Part of Blake’s genius is his decidedly modern methods of misdirection. Rather than dazzling or confusing the crowd with smoke and mirrors, he leans on self-deprecating jokes (“You want to see a grown man pretend he has magic powers?”) and meta themes.
“It’s really important that the audience knows that I’m aware of what they are aware of,” he told me.
Blake plays into audience expectations. On the night I saw his show, he made us believe tricks had gone awry before revealing what was “actually” going on. He also used our cynicism against us, teasing us by acknowledging that all of the miraculous things we were seeing had nothing to do with magic.
“You’ll see many miracles,” he said at one point during the performance. “But you’d be a fool to believe them.”
It appears that this grand deception is working. The Illusionist has had 70 sellout evenings and has moved more than 6,000 tickets in just over a year, according to producer Geoff Libby. Most of the local audience, Libby added, learned about the show through word-of-mouth.

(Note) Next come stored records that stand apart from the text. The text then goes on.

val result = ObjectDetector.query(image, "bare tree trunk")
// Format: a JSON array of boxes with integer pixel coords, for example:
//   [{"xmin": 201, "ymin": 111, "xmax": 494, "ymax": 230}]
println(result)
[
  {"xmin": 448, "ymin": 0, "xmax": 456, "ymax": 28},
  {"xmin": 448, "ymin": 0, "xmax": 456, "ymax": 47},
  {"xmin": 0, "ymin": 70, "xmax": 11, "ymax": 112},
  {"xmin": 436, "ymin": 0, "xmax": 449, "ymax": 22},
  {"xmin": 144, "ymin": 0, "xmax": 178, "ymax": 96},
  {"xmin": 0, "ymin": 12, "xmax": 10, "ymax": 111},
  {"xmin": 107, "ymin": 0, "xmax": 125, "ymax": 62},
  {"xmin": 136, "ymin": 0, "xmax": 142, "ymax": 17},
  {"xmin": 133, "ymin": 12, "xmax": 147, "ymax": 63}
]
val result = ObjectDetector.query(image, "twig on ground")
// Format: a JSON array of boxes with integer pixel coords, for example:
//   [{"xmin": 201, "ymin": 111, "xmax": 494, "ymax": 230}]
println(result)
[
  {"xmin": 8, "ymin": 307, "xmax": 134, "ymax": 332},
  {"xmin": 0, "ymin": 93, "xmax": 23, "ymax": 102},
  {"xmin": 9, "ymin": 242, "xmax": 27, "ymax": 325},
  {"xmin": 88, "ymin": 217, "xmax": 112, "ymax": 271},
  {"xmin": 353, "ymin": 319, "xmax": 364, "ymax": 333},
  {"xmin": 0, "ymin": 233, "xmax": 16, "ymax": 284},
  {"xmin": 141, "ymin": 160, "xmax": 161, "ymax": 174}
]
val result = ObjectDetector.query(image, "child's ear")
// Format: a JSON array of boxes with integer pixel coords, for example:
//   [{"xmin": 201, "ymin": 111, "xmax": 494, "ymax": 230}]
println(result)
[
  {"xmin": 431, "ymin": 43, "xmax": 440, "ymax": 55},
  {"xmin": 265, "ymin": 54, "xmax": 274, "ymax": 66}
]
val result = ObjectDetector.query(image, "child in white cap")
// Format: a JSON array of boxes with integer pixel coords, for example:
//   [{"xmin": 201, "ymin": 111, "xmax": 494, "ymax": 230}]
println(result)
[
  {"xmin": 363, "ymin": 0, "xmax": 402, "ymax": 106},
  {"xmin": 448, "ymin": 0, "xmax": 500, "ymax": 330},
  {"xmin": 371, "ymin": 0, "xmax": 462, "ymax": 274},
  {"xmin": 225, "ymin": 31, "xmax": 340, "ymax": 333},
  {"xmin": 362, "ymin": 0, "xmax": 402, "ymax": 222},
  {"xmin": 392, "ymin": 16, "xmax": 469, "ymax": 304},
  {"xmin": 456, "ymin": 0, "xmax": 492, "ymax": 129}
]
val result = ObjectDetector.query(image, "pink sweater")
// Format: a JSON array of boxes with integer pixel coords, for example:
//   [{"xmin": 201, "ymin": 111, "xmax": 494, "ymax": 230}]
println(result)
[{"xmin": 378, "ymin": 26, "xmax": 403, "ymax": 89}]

Perhaps this has to do with the way people tend to wonder at things they can’t explain and quickly forget about those things that make sense. After finding the answer to a quick Google search, we often return to the task at hand without even committing the newfound knowledge to memory.
But people pay to see Blake because they want to be tricked. Getting to the bottom of the mystery means coming to the end of the ride. During his show, Blake explores this idea as well, noting that to be the magician—the one with all the answers—is to be without a sense of childlike awe and bewilderment.
He is confident that his audiences understand this on some level. “Even though people say they want to know, they go home, and they don’t look it up,” Blake said. “They’re happy enough with experiencing the wonder.”
For her part, Robins validated Blake’s theory. “You always want to know how they did it,” she said. “But it’s better not to.”